Study shows pudgy toddlers don't always outgrow chubbiness

Pudgy toddlers face a good chance of becoming overweight 12-year-olds, according to government research that shoots down the notion that kids just naturally outgrow early chubbiness.

Children who were overweight at age 2 or later during their preschool years faced a five times higher risk of being overweight at age 12 than youngsters who were not overweight early on, the study found. Sixty percent of the children who were overweight at any time during the preschool period were overweight at age 12.

Children were considered overweight if their body-mass index was in the 85th percentile or higher for their gender and age. That means they were heavier than at least 85 percent of children their same age and sex.

"These results suggest that any time a child reaches the 85th percentile for BMI may be an appropriate time for intervention," the researchers wrote.

"These findings underscore the need to maintain a healthy weight beginning in early childhood.

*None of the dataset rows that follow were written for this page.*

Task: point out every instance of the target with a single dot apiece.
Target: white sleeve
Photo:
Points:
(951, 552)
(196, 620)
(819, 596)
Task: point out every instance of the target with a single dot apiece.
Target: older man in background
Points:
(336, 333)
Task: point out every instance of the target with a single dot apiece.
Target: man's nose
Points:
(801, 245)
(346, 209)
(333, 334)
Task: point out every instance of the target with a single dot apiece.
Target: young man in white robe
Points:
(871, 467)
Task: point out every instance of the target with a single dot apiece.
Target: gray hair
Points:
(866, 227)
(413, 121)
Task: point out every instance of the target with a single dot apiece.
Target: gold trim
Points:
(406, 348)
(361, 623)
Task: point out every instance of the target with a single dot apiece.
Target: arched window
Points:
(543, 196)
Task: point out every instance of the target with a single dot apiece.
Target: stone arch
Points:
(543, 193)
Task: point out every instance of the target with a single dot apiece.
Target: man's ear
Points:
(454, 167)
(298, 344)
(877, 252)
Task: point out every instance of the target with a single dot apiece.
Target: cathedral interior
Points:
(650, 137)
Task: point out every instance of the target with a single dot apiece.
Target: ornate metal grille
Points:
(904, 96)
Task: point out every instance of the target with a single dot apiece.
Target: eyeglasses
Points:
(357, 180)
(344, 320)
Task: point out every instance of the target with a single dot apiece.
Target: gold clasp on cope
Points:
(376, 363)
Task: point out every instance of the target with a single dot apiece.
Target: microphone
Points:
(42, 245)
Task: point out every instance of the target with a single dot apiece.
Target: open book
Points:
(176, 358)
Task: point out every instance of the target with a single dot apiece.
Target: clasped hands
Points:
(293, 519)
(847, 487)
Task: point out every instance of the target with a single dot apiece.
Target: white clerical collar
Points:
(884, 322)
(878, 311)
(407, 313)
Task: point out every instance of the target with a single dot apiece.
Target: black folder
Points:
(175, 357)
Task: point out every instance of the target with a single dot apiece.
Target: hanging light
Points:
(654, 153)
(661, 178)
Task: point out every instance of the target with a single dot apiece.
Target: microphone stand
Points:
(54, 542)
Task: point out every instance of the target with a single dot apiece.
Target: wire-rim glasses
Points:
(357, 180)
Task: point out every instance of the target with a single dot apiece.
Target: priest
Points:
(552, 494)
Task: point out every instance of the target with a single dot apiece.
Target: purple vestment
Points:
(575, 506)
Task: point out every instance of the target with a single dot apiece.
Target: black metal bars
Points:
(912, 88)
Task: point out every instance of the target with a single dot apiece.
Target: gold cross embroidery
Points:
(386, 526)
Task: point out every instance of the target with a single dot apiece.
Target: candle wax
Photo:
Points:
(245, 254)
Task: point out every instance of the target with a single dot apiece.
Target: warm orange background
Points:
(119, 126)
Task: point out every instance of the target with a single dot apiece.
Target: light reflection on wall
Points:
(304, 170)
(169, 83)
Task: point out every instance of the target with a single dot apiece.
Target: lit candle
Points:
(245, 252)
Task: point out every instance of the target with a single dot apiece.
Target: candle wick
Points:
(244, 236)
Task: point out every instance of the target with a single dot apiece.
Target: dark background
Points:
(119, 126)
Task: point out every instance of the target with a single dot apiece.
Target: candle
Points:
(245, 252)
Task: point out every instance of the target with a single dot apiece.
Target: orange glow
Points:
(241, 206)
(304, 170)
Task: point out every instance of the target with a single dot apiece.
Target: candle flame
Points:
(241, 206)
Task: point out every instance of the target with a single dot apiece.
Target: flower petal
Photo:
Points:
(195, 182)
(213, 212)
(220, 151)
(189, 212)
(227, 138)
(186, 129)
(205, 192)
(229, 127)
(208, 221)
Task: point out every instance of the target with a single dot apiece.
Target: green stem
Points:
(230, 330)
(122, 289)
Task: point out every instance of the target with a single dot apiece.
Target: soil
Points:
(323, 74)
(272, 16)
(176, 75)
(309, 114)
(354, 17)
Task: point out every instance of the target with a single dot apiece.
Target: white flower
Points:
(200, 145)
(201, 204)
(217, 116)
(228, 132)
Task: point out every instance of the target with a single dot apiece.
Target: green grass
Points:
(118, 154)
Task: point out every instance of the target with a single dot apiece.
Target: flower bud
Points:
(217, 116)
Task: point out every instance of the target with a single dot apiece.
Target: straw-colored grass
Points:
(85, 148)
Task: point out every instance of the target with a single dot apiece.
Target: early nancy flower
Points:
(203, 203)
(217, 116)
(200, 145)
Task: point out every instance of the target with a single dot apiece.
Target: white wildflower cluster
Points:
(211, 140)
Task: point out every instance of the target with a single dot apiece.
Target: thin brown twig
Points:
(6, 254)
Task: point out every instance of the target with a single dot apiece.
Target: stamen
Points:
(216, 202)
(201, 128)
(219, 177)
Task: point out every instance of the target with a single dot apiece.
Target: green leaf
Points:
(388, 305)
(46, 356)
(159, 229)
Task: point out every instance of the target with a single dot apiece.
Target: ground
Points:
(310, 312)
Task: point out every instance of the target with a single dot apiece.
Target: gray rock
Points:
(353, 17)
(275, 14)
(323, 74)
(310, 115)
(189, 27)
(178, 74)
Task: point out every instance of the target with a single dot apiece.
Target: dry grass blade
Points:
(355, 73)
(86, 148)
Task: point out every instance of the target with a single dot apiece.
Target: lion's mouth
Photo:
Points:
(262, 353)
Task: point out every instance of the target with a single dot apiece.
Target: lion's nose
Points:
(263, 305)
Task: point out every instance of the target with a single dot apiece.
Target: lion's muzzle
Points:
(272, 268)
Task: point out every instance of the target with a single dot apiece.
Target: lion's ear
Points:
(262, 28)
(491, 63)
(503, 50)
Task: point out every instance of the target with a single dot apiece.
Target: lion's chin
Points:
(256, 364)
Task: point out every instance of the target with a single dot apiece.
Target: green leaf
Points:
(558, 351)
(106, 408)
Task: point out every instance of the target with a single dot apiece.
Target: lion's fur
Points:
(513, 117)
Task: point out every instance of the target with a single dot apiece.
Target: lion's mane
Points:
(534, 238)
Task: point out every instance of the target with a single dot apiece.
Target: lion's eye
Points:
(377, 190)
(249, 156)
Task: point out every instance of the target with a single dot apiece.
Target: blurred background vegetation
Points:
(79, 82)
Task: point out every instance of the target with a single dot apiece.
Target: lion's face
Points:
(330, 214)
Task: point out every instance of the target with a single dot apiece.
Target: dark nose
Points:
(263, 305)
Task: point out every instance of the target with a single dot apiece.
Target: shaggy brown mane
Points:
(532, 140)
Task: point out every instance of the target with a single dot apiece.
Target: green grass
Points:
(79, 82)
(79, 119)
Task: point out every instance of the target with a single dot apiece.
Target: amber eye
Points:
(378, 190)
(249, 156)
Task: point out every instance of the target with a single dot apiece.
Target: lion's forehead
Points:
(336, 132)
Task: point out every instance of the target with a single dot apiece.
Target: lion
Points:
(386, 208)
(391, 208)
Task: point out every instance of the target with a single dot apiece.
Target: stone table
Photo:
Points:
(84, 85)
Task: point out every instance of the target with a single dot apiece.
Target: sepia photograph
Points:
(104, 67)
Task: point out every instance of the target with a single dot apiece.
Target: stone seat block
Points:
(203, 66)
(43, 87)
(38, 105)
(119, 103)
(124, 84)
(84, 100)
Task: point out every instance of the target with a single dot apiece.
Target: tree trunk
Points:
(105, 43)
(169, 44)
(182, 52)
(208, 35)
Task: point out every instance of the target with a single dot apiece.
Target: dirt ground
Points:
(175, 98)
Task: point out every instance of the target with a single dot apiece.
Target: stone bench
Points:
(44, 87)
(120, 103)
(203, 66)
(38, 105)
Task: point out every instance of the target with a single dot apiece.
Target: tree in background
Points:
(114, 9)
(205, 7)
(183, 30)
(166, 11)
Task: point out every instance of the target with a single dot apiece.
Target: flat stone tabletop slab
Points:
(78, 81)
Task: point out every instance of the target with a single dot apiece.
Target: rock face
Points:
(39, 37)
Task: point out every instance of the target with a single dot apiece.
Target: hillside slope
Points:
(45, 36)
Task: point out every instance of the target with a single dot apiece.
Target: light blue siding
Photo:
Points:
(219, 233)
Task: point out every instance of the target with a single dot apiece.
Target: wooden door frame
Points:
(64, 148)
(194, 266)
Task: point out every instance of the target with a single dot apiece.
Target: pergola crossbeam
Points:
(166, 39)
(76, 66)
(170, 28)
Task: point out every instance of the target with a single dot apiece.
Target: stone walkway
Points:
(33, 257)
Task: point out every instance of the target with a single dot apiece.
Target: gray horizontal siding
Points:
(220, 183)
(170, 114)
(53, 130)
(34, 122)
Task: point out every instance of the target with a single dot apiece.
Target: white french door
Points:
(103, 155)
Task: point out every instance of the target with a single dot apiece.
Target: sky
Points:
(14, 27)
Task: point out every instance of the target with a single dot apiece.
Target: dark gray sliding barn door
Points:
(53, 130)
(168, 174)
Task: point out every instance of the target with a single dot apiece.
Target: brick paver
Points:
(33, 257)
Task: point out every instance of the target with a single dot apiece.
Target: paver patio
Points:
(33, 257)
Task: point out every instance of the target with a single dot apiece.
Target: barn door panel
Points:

Contrary to popular belief, young children who are overweight or obese typically won't lose the extra weight simply as a result of getting older," said Dr. Duane Alexander, director of the National Institute of Child Health and Human Development, which funded the study.

The researchers also found that 40 percent of children whose BMIs were between the 50th and 84th percentiles by age 3 or in the normal to high-normal range were overweight at age 12. By contrast, no children with a body-mass index below the 50th percentile throughout elementary school had become overweight by age 12.

"It is clear that the longer a child remained in the lower range of normal BMI, the less likelihood there was that the child would become overweight by early adolescence," the researchers said.

The study was prepared for release Tuesday in September's issue of Pediatrics, reports AP.